Some executive board members, who usually meet several times each week, learned more from the press throughout the crisis period than from informal board meetings.

The board approved the first Greek deal in May 2010 “without seeking pre-emptive debt restructuring, even though its sovereign debt was not deemed sustainable with a high probability”.

“The risk of contagion was an important consideration in coming to this decision. The IMF’s policy on exceptional access to fund resources, which mandates early board involvement, was followed only in a perfunctory manner.”

The fiscal troubles of Greece remain unresolved, fanning concern about regional instability at a time of upheaval in Turkey.

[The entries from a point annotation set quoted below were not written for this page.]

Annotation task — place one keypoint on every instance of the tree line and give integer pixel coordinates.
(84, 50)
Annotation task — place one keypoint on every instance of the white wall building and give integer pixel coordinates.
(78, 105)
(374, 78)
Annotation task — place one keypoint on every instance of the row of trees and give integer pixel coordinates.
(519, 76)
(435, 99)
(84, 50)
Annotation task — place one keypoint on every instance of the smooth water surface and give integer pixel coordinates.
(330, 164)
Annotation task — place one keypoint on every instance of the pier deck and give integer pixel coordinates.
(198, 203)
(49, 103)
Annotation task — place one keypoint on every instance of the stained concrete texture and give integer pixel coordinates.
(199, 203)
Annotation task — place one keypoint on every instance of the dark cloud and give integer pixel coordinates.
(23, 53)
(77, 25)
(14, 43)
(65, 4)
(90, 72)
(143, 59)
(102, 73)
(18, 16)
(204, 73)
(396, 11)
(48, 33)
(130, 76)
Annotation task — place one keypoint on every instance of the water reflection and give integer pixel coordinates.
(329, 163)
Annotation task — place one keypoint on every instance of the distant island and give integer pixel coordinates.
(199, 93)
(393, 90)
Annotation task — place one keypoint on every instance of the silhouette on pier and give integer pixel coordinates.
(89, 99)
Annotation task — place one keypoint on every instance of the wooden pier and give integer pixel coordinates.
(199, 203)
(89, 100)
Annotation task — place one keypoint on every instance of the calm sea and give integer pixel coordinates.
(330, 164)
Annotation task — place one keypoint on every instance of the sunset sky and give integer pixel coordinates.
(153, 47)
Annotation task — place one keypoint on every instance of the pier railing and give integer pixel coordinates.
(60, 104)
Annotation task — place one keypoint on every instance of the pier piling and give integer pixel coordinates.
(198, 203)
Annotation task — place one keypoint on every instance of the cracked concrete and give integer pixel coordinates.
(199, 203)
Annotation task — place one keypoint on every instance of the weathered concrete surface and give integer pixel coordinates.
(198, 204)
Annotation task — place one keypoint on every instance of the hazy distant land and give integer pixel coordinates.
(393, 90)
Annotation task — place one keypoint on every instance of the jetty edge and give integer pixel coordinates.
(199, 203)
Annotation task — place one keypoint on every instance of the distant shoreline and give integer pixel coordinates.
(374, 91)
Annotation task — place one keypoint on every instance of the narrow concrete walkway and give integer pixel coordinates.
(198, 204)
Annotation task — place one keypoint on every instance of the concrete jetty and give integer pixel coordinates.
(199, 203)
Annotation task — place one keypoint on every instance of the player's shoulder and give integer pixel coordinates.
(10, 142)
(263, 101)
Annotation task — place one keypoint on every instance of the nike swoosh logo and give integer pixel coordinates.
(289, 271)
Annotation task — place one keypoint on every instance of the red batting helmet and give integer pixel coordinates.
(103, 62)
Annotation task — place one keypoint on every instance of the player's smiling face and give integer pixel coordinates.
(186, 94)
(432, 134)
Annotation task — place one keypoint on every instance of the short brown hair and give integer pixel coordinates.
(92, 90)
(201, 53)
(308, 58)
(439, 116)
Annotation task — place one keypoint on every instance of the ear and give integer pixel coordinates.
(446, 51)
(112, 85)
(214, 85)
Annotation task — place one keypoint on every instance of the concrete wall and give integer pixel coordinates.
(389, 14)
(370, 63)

In recent days the US has pressed the country’s European creditors to allow a debt restructuring to restore order in its finances.
 
 


The inspectors, led by Japanese academic Shinji Takagi, found the IMF had considered the prospect of lending to a eurozone country to be unlikely and had never set out how such programmes might be designed.

The report said IMF managers had moved some time before the Greek rescue to explore contingencies. Still, the work of special task forces “was so secret that few within the institution knew of their existence, let alone the content of their deliberations”.

Ms Lagarde said IMF-backed programmes bought time to build firewalls, prevented the crisis from spreading, and restored growth and market access in Ireland, Portugal and Cyprus.

“Greece, however, was unique: while initial economic targets proved overly ambitious, the programme was beset by recurrent political crises, pushback from vested interests, and severe implementation problems that led to a much deeper-than-expected output contraction.

“On the other hand, Greece undertook enormous adjustment with unprecedented assistance from its international partners. This enabled Greece to remain a member of the euro area — a key goal for Greece and the euro area members.”